I think it was around Day Four that people up there became desperate. I was in a less affluent part of town when I was mobbed. National Guard soldiers with guns had to protect me from the horde and it was then that I decided that Charleston proper would make it and instead I would concentrate just north of Charleston, which actually was Hugo’s ground zero.
Oh, my God. It looked very much like what you are currently seeing in the Abaco Islands. Some homes had moved a good quarter of a mile by the tidal surge. It was then that I saw an elderly woman holding an old orange crate. I learned her name was Mary Jane Manigault, a noted sweetgrass basket weaver.
That crate held the only possessions she could salvage. She and her granddaughter had to claw through the ceiling of her house just so they could breath. The water was that high. The remains of her home had mud a foot thick on the floor along with hundreds of dead fish.
‘Oprah Winfrey Show’
I felt so helpless and, really without thinking, said, “If you weave me a basket, I’ll build you a home.” That was the start of my year-long “Home For The Holidays” campaign.
In all I was able to raise the money and labor force to build four homes for people that had lost everything, including Mary Jane, who appeared alongside me on “The Oprah Winfrey Show.”
One home for a girl and her siblings who had just lost her parents in a car accident was built here by Technical College of the Lowcountry students. The problem was it had to be moved to Charleston via the then-two-lane U.S. 17. The house was wider than the road and I was personally responsible for a 100-mile traffic gridlock. Luckily, I had police escorts because two or three times tractor trailer rigs were forced to back up two to three miles to let me by.
I was consumed with helping those who were left with nothing, risking my marriage and my business. But it was worth it. I can only assume the feeling I got was better than any drug ever made.
Then came Hurricane Mathew. Though I live in Bluffton, I chose to ride it out on Hilton Head. As Forrest Gump said, “Stupid is as stupid does.” It wasn’t my best decision. It took a cup of “Cowboy Coffee” to get a guy on heavy equipment to push trees out of the way so I could once again zigzag through yards with water up to the hood of my car to finally get home. I’ll leave it that.
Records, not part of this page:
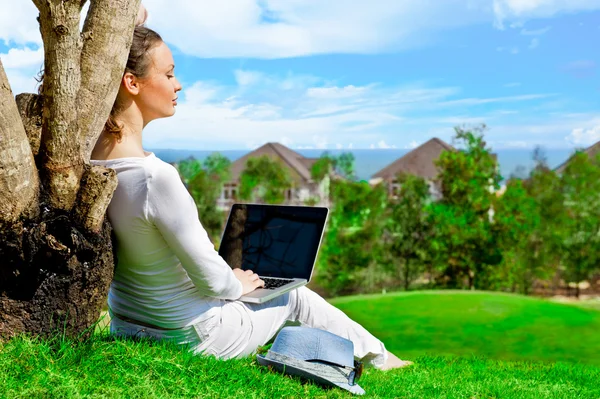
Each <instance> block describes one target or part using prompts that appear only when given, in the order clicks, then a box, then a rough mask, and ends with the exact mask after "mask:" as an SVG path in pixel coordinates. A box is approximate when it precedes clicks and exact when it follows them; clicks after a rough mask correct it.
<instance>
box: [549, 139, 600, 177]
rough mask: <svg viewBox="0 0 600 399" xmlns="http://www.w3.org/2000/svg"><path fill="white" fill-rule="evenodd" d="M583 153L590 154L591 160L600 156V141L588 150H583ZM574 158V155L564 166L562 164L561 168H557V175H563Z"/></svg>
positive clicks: (571, 157) (554, 170) (563, 162)
mask: <svg viewBox="0 0 600 399" xmlns="http://www.w3.org/2000/svg"><path fill="white" fill-rule="evenodd" d="M583 152H585V153H586V154H588V157H590V159H593V158H595V157H596V155H598V154H600V141H598V142H597V143H595V144H592V145H591V146H589V147H588V148H586V149H585V150H583ZM572 158H573V155H571V156H569V158H568V159H567V160H566V161H565V162H563V163H562V164H560V165H559V166H557V167H556V168H555V169H554V171H555V172H556V173H563V172H564V171H565V169H566V168H567V165H568V164H569V162H570V161H571V159H572Z"/></svg>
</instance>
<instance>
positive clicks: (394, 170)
mask: <svg viewBox="0 0 600 399" xmlns="http://www.w3.org/2000/svg"><path fill="white" fill-rule="evenodd" d="M444 151H456V149H455V148H454V147H452V146H451V145H450V144H448V143H446V142H444V141H443V140H440V139H438V138H432V139H431V140H429V141H427V142H426V143H424V144H422V145H420V146H419V147H417V148H415V149H413V150H412V151H410V152H409V153H407V154H405V155H403V156H402V157H400V158H398V159H397V160H395V161H394V162H392V163H391V164H389V165H388V166H386V167H385V168H383V169H381V170H380V171H379V172H377V173H375V174H374V175H373V178H381V179H384V180H392V179H394V177H396V176H397V175H398V174H399V173H405V174H411V175H415V176H420V177H422V178H425V179H433V178H435V177H436V176H437V175H438V170H437V166H436V165H435V161H436V160H437V159H438V158H439V157H440V155H441V154H442V152H444Z"/></svg>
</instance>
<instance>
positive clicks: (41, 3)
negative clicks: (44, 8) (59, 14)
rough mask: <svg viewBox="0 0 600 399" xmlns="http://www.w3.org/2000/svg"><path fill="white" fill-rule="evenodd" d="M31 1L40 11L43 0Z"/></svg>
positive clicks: (41, 10) (43, 0)
mask: <svg viewBox="0 0 600 399" xmlns="http://www.w3.org/2000/svg"><path fill="white" fill-rule="evenodd" d="M32 1H33V4H34V5H35V6H36V7H37V9H38V11H39V12H42V10H43V9H44V7H45V4H44V0H32Z"/></svg>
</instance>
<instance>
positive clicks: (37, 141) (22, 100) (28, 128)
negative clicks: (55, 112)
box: [16, 93, 44, 158]
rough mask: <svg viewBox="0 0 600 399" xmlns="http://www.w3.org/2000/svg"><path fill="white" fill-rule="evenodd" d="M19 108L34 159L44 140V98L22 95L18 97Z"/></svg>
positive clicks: (25, 132) (20, 114)
mask: <svg viewBox="0 0 600 399" xmlns="http://www.w3.org/2000/svg"><path fill="white" fill-rule="evenodd" d="M16 100H17V107H18V108H19V114H20V115H21V120H22V121H23V126H24V127H25V133H27V138H28V139H29V145H30V146H31V152H32V153H33V156H34V158H35V157H36V156H37V155H38V153H39V151H40V143H41V140H42V111H43V106H44V98H43V97H42V96H40V95H38V94H32V93H21V94H18V95H17V98H16Z"/></svg>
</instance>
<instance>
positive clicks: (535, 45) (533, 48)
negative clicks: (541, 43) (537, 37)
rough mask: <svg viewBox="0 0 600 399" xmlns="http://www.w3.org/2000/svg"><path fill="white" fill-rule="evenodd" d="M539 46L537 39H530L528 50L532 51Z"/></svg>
mask: <svg viewBox="0 0 600 399" xmlns="http://www.w3.org/2000/svg"><path fill="white" fill-rule="evenodd" d="M539 45H540V39H538V38H537V37H534V38H533V39H531V43H529V48H530V49H531V50H533V49H534V48H536V47H538V46H539Z"/></svg>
So now that Dorian is history, that bug has me itching again. All I want to do is solicit a fleet of big boats, load them down with necessities and head to the Bahamas.
Until you have witnessed firsthand the devastation these events can wreak, it might be difficult to understand how our own everyday problems can seem so insignificant in comparison.
All I can say is, should you accept such a challenge, you will forever come away a changed person for the better.